In a recent study, various bacteria, Gallionella ferruginea and Leptothrix ochracea, have removed arsenic from contaminated water (Katsoyiannis & Zouboulis 2004). These bacteria oxidize AsIII to AsV. The AsV is further removed using a coagulation process to get arsenic-free water.
CONCLUSION AND FUTURE WORK
This research article assesses the groundwater quality for classifying water samples as safe or unsafe as per the guidelines laid by the WHO in Varanasi district of Uttar Pradesh state of India. Arsenic is a known carcinogen that affects the health of humans and animals. Based on the findings of this study, major geochemical parameters responsible for the occurrence of arsenic are found. Moreover, based on the overall performance of Optimized Forest, a machine learning model is created for the classification of water samples as safe or unsafe. The model approximates 2,430,363 people prone to arsenic poisoning. Based on model accuracy and population of the study area, the carcinogenic and non-carcinogenic risk are assessed. To counter the poisoning of arsenic in the study area, there is a need for continuous surveillance and monitoring of water quality. Moreover, various infrastructures need to be developed in the worst-affected regions of the study area.
In the future, we will continue an emphasis on the inclusion of other vital parameters like geology, soil parameters, land use land cover, topography, minerals, temperature, precipitation, hydrology, aquifers connectivity, hydrostratigraph along with water parameters for the creation of a machine learning model that is robust and accurate for a broader study area.

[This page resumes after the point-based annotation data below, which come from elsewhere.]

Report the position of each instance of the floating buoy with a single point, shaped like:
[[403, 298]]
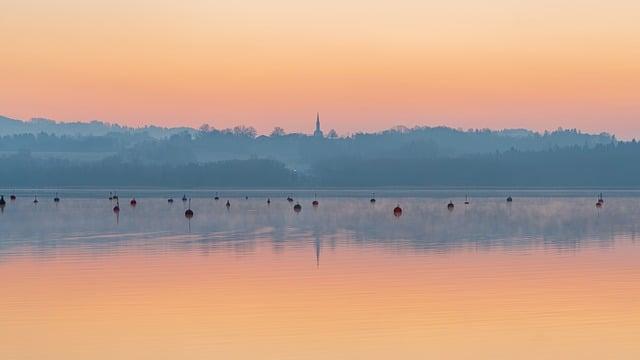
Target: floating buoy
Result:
[[188, 213], [397, 211]]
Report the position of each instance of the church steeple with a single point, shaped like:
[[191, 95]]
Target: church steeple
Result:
[[318, 132]]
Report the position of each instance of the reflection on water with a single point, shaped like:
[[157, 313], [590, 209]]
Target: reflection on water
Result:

DECLARATION OF COMPETING INTEREST
This is to certify that the authors are not affiliated with or involved with any organization or entity with any financial interest or non-financial interest in the subject matter or materials discussed in this paper.
ACKNOWLEDGEMENTS
The author would like to acknowledge the fellowship provided by the University Grant Commission (UGC), New Delhi, in the form of Junior Research Fellowship (JRF) and Senior Research Fellowship (SRF), to conduct this research.
DATA AVAILABILITY STATEMENT
All relevant data are included in the paper or its Supplementary Information.